Simmons sta partecipando da alcuni giorni agli allenamenti con la squadra senza problemi e limitazioni, i Nets vogliono essere sicuri oltre ogni ragionevole dubbio di poter tornare a schierarlo in campo in una partita NBA ufficiale a ormai quasi un anno dall’ultima volta, quando ancora vestiva la maglia dei Philadelphia 76ers.
Le ultime sedute prima di gara 4 decideranno sul via libera o meno. Nel frattempo, con i Nets in svantaggio per 0-2 nella serie e con i Celtics in grado di fermare in attacco Kevin Durant, Ben Simmons ha parlato dopo l’allenamento del venerdì con i reporter. “Mi sento vicino al rientro, ci siamo, non è stato un infortunio semplice da cui recuperare, e tornare a muoversi come prima. E’ un processo lungo da fare passo dopo passo. Io non vedo l’ora, se poi sarà gara 3 o gara 4… se potessi giocare già ora, sarei già sceso in campo“.
Tecnicamente, dei Nets che non possono assolutamente permettersi di cadere sullo 0-3 in gara 3, avrebbero un gran bisogno di un giocatore come Simmons, in difesa contro Jayson Tatum, a rimbalzo e come playmaker per togliere pressione offensiva su Kevin Durant e sull’enigmatico Kyrie Irving. Simmons potrebbe giocare da centro accanto a Nicolas Claxton e al posto del poco mobile Andre Drummond.

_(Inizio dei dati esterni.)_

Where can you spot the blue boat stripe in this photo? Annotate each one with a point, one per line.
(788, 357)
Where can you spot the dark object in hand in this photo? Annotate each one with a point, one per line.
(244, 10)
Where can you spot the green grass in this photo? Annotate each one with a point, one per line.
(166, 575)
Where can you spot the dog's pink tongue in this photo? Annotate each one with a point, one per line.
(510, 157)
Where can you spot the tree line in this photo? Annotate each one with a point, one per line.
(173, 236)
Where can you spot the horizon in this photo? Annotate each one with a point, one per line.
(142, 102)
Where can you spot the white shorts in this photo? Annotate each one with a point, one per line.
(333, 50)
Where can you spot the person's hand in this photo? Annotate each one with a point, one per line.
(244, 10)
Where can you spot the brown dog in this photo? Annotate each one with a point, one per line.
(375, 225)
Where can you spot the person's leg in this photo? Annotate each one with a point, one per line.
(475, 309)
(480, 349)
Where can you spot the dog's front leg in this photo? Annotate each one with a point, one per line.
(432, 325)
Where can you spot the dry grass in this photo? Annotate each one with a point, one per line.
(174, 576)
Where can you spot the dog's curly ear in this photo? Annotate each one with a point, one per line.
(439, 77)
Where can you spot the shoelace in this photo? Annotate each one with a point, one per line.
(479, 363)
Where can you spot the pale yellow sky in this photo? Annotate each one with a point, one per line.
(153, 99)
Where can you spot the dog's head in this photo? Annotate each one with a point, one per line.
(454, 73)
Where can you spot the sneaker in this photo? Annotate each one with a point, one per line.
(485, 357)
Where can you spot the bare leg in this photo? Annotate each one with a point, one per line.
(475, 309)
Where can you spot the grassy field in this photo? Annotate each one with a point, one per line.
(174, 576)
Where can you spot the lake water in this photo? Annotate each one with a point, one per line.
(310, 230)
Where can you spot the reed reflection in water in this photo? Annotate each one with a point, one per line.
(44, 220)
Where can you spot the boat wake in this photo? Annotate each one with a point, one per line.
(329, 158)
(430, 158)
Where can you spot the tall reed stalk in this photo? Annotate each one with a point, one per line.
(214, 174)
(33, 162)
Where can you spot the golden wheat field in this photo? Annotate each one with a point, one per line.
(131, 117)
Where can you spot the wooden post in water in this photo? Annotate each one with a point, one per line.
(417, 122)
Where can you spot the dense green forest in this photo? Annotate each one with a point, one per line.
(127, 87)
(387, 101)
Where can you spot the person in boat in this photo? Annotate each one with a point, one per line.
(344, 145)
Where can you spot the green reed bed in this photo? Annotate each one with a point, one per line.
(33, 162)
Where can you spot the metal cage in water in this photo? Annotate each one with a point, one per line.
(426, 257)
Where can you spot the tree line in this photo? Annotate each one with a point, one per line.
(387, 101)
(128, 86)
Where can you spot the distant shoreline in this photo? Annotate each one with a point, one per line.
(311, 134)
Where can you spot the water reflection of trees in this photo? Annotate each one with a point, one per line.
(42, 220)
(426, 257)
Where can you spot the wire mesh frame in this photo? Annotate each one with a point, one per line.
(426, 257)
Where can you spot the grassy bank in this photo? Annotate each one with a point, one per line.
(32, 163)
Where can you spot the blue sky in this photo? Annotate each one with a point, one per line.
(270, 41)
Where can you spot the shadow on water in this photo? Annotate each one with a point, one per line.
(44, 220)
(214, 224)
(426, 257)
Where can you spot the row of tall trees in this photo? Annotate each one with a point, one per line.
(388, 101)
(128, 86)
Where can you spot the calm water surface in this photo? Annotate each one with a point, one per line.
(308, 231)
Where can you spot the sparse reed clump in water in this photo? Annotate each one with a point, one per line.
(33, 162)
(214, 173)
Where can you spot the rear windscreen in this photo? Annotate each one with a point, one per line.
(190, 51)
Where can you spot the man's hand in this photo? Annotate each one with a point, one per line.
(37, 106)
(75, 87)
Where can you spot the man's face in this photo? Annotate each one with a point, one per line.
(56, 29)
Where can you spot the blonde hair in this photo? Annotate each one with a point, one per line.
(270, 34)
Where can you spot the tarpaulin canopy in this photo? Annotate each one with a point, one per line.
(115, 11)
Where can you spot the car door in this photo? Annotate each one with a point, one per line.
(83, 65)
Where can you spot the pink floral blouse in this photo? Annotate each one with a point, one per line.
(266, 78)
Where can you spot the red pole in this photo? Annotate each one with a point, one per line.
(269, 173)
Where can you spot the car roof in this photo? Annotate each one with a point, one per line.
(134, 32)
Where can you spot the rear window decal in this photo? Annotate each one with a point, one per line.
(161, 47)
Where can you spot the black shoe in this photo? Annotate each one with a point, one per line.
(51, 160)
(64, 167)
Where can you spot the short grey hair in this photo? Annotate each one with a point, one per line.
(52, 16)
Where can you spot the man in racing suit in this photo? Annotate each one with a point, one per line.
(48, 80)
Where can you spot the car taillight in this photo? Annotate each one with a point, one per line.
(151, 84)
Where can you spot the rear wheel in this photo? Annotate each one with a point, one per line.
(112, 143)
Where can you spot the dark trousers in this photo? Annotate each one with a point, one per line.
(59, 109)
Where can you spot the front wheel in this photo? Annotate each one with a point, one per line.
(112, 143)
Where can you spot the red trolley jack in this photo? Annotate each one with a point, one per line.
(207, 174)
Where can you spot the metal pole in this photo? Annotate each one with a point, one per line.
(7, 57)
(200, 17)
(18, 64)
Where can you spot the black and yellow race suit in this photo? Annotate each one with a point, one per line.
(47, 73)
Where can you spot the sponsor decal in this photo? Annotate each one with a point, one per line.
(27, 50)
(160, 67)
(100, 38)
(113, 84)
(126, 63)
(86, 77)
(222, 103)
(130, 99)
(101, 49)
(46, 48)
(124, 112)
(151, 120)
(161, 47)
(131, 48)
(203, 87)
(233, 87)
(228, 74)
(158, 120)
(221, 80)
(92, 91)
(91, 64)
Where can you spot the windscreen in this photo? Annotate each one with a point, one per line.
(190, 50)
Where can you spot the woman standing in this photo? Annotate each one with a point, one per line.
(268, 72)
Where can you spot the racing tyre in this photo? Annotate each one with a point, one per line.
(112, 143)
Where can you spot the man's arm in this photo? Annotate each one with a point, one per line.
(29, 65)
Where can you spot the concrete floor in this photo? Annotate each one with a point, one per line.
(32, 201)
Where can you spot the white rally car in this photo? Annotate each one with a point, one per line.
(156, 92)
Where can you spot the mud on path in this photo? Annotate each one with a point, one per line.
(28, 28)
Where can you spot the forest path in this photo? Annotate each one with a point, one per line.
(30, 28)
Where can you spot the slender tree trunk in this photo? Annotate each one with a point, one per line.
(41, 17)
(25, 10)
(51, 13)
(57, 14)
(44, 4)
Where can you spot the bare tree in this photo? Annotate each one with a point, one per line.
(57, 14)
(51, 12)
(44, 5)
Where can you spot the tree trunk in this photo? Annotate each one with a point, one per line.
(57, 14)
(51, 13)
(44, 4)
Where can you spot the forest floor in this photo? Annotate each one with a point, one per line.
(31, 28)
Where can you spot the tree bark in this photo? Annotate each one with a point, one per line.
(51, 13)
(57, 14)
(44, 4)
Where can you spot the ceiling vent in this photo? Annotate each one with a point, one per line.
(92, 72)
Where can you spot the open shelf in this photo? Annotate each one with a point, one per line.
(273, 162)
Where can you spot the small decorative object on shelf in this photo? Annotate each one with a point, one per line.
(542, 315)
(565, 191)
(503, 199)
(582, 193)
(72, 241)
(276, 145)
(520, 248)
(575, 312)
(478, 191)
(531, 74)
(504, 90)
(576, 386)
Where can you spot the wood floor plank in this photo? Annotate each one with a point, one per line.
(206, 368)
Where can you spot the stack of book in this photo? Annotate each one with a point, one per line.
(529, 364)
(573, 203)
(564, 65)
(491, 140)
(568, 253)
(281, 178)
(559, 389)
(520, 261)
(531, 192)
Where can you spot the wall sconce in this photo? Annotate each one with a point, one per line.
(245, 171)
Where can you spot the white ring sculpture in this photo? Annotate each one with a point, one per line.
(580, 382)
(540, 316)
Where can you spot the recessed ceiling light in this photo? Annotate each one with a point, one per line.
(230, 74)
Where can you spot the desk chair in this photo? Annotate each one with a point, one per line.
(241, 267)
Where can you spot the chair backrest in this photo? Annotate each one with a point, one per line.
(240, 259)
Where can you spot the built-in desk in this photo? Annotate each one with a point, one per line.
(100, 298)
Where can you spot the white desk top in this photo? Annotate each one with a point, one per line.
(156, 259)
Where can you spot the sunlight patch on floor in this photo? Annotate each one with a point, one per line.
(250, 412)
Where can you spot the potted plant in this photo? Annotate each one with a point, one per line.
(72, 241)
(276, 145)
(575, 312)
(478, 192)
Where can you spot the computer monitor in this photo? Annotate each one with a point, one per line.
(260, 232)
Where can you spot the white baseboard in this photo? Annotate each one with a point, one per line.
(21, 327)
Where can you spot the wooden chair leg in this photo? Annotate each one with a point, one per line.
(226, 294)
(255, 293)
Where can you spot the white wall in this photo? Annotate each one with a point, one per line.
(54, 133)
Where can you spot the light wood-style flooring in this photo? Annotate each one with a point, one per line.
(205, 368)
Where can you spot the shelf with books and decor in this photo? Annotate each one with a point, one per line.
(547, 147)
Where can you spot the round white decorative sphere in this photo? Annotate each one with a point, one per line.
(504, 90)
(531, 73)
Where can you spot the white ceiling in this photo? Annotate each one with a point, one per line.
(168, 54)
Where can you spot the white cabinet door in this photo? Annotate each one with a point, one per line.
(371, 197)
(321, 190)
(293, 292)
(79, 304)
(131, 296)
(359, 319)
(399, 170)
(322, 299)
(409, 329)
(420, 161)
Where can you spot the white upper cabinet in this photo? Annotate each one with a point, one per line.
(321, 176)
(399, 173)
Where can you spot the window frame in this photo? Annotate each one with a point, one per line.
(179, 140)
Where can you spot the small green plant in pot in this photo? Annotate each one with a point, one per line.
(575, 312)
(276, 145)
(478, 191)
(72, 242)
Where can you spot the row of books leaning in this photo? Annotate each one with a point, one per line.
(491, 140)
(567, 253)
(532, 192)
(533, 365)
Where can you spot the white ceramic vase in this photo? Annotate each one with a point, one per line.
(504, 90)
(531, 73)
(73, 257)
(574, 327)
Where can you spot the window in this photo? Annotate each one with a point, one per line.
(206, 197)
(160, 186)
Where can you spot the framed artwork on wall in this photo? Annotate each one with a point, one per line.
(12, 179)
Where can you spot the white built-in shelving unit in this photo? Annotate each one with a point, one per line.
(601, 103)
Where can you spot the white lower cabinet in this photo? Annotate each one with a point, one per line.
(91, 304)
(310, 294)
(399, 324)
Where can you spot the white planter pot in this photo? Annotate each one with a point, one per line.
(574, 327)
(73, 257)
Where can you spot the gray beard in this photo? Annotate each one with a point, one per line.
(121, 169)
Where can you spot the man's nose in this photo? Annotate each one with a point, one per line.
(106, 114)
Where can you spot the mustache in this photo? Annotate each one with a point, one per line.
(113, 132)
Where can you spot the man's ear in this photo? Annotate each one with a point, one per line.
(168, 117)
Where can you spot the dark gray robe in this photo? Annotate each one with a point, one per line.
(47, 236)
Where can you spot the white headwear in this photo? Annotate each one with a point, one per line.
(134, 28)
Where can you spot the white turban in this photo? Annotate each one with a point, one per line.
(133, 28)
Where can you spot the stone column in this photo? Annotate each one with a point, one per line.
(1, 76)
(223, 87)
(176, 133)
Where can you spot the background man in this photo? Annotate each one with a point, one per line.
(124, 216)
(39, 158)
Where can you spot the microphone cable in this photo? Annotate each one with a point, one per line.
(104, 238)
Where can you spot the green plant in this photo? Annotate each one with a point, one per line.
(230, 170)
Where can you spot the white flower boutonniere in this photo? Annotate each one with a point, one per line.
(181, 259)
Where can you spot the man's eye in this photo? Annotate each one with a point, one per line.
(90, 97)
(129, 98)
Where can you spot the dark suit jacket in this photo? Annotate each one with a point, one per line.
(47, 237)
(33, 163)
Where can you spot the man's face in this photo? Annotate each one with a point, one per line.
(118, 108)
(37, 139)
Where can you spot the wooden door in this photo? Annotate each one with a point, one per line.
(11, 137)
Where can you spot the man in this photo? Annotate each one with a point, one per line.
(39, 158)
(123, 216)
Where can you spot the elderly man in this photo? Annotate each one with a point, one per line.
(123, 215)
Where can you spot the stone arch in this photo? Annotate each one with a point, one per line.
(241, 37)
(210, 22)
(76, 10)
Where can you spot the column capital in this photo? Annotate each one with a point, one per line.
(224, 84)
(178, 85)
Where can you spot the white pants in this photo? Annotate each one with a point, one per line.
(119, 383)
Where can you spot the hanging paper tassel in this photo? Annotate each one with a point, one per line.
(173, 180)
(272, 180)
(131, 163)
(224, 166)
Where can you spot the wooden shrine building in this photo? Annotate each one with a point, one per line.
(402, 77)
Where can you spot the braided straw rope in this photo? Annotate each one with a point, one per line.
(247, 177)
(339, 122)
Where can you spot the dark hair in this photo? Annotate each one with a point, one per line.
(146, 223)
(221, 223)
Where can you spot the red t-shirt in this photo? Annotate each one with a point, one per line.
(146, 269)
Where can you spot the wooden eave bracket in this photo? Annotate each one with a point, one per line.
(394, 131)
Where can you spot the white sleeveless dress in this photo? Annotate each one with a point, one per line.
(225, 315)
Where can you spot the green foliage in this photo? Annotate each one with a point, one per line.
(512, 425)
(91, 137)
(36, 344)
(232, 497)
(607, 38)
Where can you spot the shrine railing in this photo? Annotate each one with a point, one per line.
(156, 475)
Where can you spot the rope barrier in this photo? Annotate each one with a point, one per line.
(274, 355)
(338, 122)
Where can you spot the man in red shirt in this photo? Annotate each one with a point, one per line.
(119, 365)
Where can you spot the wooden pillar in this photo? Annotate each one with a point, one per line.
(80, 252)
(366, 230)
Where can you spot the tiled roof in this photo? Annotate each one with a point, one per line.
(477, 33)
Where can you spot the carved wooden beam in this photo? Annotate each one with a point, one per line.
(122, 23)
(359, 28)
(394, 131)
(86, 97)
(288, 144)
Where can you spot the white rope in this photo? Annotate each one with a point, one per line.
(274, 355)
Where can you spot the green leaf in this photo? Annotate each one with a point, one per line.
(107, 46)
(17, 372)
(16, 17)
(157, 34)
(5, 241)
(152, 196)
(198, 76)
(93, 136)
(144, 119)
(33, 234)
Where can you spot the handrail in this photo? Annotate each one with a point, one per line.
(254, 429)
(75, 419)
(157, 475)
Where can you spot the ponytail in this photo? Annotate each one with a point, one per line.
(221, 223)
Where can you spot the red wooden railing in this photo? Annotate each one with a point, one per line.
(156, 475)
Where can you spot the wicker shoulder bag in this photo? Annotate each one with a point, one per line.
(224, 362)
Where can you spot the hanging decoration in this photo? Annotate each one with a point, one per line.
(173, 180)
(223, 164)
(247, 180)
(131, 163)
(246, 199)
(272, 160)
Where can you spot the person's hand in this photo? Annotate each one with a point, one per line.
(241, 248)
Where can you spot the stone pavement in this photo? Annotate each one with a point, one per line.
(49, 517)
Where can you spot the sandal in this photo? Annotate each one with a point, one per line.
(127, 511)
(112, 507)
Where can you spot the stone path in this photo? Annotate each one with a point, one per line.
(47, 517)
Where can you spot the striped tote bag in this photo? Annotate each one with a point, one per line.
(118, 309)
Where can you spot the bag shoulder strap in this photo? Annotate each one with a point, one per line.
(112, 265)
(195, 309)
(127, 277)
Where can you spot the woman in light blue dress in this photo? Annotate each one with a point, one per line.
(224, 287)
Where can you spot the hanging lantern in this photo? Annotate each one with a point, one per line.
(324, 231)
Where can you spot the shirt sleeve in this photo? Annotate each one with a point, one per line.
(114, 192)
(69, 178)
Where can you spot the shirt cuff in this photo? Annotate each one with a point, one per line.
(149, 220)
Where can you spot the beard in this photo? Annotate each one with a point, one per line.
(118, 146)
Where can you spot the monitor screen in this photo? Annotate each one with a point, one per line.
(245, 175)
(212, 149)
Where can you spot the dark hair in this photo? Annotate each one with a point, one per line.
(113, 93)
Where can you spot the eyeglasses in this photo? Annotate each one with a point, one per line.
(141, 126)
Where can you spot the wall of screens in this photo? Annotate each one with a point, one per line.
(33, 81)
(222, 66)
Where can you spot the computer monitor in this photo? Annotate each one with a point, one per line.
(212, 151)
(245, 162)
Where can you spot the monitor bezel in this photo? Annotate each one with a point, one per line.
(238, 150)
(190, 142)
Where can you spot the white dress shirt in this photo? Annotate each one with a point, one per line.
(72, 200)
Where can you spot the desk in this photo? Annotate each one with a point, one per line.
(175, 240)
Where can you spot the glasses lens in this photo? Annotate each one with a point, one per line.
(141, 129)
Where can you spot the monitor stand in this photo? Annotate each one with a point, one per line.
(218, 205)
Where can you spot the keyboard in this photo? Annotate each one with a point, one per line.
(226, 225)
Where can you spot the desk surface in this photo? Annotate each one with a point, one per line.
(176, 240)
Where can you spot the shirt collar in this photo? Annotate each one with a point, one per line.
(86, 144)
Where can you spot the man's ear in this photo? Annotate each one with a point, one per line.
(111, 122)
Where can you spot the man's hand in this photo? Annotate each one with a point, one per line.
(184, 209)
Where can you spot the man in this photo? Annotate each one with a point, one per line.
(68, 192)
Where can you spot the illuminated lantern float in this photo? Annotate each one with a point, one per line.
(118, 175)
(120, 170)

La realtà e che Simmons non gioca da un anno, ributtarlo in campo nel bel mezzo dei playoffs sarebbe un esperimento quasi senza precedenti per una squadra NBA. “Riaverlo in campo sarebbe fantastico, ma al tempo stesso non vogliamo metterci troppo carico sopra” dice coach Steve Nash “Ci darebbe fisico, velocità e playmaking, ci aiuterebbe a rimbalzo“.
Simmons si è detto “non preoccupato” dalla prospettiva di rientrare in campo ai playoffs, e per di più con una squadra tutta nuova: “E’ una sfida e vedremo cosa succederà, io non vedo l’ora soprattutto di giocare assieme a Durant e Irving. Per me, visto il mio QI cestistico, solo vedendo giocare Kyrie o Seth (Curry, ndr) o Durant, so già come vogliono giocare (…) quando sarà a posto fisicamente voglio solo aiutare questa squadra, io sono qui per questo“.
“So che posso avere un grande impatto in difesa, come leader vocale in quel reparto. Io guardo soprattutto a quell’aspetto“.